When more than 270 girls were kidnapped from a school in Chibok, Nigeria, earlier this year, dance senior Tawny Garcia was shocked to see how quickly the story left the media spotlight.
This story, as well as other stories of violence against women, became the inspiration for Garcia’s dance production, “Gone,” which will debut Friday as part of the Department of Theatre and Dance’s annual “Fall for Dance” program.
“Initially, I had heard the story on social media,” Garcia said. “It was one of those stories that had a couple days notice, and then everyone was on to the next thing. I had a baby in January; I think that gave me a different outlook on it because, for the first time, I was seeing this as a mother rather than just as something that happened over there.”
Garcia said she found inspiration for her choreography from images her professor showed in a history course that covers the Holocaust.

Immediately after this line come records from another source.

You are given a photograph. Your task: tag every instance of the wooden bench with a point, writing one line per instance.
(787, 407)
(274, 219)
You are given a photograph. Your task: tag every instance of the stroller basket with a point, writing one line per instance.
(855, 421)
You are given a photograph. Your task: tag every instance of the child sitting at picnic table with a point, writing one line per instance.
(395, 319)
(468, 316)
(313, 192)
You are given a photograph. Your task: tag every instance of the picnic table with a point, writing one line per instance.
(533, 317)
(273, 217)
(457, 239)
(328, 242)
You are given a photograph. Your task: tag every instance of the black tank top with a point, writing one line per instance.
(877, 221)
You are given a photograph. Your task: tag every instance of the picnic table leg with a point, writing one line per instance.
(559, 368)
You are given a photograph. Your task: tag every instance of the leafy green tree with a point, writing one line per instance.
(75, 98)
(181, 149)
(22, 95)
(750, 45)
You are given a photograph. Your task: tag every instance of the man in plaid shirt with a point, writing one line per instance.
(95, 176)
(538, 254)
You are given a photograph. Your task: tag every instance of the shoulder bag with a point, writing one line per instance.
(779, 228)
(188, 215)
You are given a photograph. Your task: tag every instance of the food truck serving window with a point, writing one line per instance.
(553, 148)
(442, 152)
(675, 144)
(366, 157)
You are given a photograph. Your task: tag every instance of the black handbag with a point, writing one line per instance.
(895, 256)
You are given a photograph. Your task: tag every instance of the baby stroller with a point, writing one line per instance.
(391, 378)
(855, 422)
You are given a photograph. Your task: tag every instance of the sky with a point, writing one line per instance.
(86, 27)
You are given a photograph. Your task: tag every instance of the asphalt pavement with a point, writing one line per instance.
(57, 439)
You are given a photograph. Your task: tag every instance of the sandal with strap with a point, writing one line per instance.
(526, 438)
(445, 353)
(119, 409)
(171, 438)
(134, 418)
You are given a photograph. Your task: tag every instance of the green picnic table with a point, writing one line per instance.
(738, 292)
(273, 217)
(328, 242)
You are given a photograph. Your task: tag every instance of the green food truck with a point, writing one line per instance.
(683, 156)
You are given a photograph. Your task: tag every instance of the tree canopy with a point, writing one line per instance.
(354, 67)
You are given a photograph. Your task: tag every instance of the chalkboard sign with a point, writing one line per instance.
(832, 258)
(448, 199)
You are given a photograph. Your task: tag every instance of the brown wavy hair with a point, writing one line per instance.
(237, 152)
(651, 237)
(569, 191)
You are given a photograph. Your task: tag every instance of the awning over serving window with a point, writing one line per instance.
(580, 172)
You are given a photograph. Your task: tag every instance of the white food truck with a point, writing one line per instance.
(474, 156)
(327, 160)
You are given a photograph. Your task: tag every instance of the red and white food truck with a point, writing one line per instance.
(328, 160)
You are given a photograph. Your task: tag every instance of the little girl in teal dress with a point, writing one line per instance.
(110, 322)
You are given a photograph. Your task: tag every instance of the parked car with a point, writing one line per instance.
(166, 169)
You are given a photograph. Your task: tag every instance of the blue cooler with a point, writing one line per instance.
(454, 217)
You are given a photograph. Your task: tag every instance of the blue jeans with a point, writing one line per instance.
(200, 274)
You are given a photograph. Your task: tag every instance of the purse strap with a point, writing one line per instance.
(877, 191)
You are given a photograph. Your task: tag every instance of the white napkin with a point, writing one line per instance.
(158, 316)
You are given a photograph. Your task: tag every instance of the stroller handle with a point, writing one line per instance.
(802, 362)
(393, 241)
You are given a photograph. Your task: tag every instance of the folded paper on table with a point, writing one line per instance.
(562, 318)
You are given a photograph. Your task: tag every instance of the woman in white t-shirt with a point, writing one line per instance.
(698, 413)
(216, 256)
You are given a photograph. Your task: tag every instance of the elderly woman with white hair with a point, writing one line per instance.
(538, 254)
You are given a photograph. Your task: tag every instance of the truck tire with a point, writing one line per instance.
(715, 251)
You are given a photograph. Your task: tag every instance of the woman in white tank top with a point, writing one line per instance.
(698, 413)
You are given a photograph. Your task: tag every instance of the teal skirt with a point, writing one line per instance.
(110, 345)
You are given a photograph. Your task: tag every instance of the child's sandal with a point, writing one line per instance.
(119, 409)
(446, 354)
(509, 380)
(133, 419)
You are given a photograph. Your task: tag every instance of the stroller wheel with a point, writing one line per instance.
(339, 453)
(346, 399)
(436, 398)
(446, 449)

“I felt like the isolation and the mistreatment was all very similar as far as the motion behind it,” Garcia said. “I knew I needed to somehow recreate the emotion that I felt when I saw these images in my piece.”
One movement Garcia based off these images involves the dancers clustering together while one tries to reach out through them. Garcia said this reminded her of images of people trapped under rubble, trying to escape.
The dancers’ costumes were picked with these themes in mind as well. Rebecca Bagley, a dance senior who is one of the dancers representing the Nigerian girls, said she will wear two costumes during the performance. She will begin dressed in a blue top and gray skirt — similar to that of a schoolgirl in Chibok — but will change into a nude-colored dress to represent being taken and stripped of her identity.
Bagley said she enjoyed seeing how the production evolved.
“It was cool to be included in the process because, sometimes, a choreographer can come in and give you a movement, and you don’t know where it is coming from,” Bagley said. “We were very informed about everything, so that definitely influences how we perform it because we are so invested in where this piece came from and what it is inspired by.”
Garcia said she learned a lot about violence against women during the creation of her dance.
“I think [these stories] are in the news,” Garcia said. “But I think we don’t really know how to take it in and change it because the violence is almost too much to expect — that people could do that. But we need to accept it for what it is and make it a larger story.”